Sunday, September 12, 3 pm

$12 / $8 Speed members

“Critic’s Pick! Vigorous . . . shows her mastery of live performance and also highlights her very urban sense of sarcasm; sometimes she suggests a No Wave’s answer to Fran Lebowitz.”—Glenn Kenny, New York Times

Lydia Lunch: The War Is Never Over by Beth B is the first career-spanning documentary retrospective of Lydia Lunch’s confrontational, acerbic, and always electric artistry. As New York City’s preeminent No Wave icon from the late 70’s, Lydia Lunch has forged a lifetime of music and spoken word performance devoted to the utter right of any woman to indulge, seek pleasure, and to raise voice in a rage as loud as any man.
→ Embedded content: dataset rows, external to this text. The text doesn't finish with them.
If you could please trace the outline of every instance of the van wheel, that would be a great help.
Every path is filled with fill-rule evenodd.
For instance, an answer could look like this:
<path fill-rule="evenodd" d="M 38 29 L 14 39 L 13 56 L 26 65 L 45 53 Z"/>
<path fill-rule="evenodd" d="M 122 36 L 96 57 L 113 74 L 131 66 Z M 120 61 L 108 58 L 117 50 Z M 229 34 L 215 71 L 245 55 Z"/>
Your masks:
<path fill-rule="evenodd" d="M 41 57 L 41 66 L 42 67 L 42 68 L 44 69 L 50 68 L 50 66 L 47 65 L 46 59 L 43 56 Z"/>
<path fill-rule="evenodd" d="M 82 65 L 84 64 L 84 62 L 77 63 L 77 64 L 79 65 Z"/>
The film frames Lunch’s work through the lens of the various philosophical themes that have obsessed her for years to enlighten and empower women to voice the unheard and to break the cycle of violence toward women throughout the world. Lunch is the psychosexual transgressive who revoked patriarchal expectations of what a female performer might mean, while forging a vocabulary of rare emotional honesty, philosophy, and humor. Lunch also lived in Old Louisville for a period around 2010.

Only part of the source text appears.